OTO Development CEO Corry Oakes said his firm's hotels have slowly begun to improve their performance in recent weeks, but he does not expect demand to return to pre-crisis levels until at least 2022.
"We need corporate travel to come back, and certainly conventions, although we see larger corporate and convention group as the slowest segments to recover," Oakes wrote in an email. "Our ability to climb out of the trough will be dependent on pivoting our approach to capture the demand that does exist while keeping an eye on the horizon for 'green shoots.'"
Penny said he had initially hoped to see a recovery by Q4, but now it is clear that won’t happen. He expects it will take at least until next year for demand to return to sustainable levels, but the timing depends on the resolution of the health crisis.
"We definitely need to continue to see the COVID numbers go in the right direction," Penny said. "If we can continue to make smart decisions around protecting the safety of everybody involved and having associates and guests wear masks, this is a strong market, and it will recover. We just need it to recover sooner rather than later."

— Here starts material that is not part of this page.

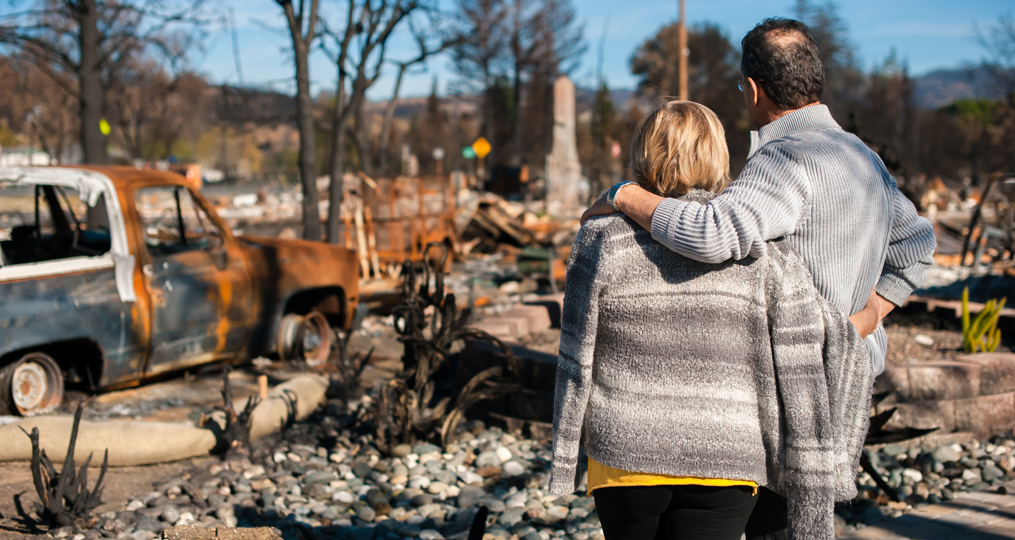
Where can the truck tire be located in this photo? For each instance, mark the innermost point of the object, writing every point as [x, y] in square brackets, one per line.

The longer the hotel market's downturn continues, the more financial pressure owners will feel and the more likely they will be to close hotels or sell them in distress.
"Everybody is experiencing financial stress," Penny said. "Long-term holders are in a better position to weather the tide, but opportunistic short-term holders are the ones who tend to put more leveraging into assets, and they're probably experiencing an even higher level of difficulty."
Some hotel businesses have benefited from the Paycheck Protection Program and other government relief efforts, Charles said, but he expects those benefits will run out before demand returns to normal, potentially leading more hotels to close.
"There are definitely going to be hotels that do not survive," Charles said. "All of us in hospitality have a little bit of a cushion, but it's not going to solve our problems. Some of those funds have run out for some people, and maybe it'll get you through August and September, but I think we'll have a slower Q4."
"After Q4 and Q1 of next year, people will be going through their reserves, and I think you'll have a lot of distressed situations come Q2 of next year," Charles continued. "I'm sure there's going to be a lot of bank defaults and properties traded in distress."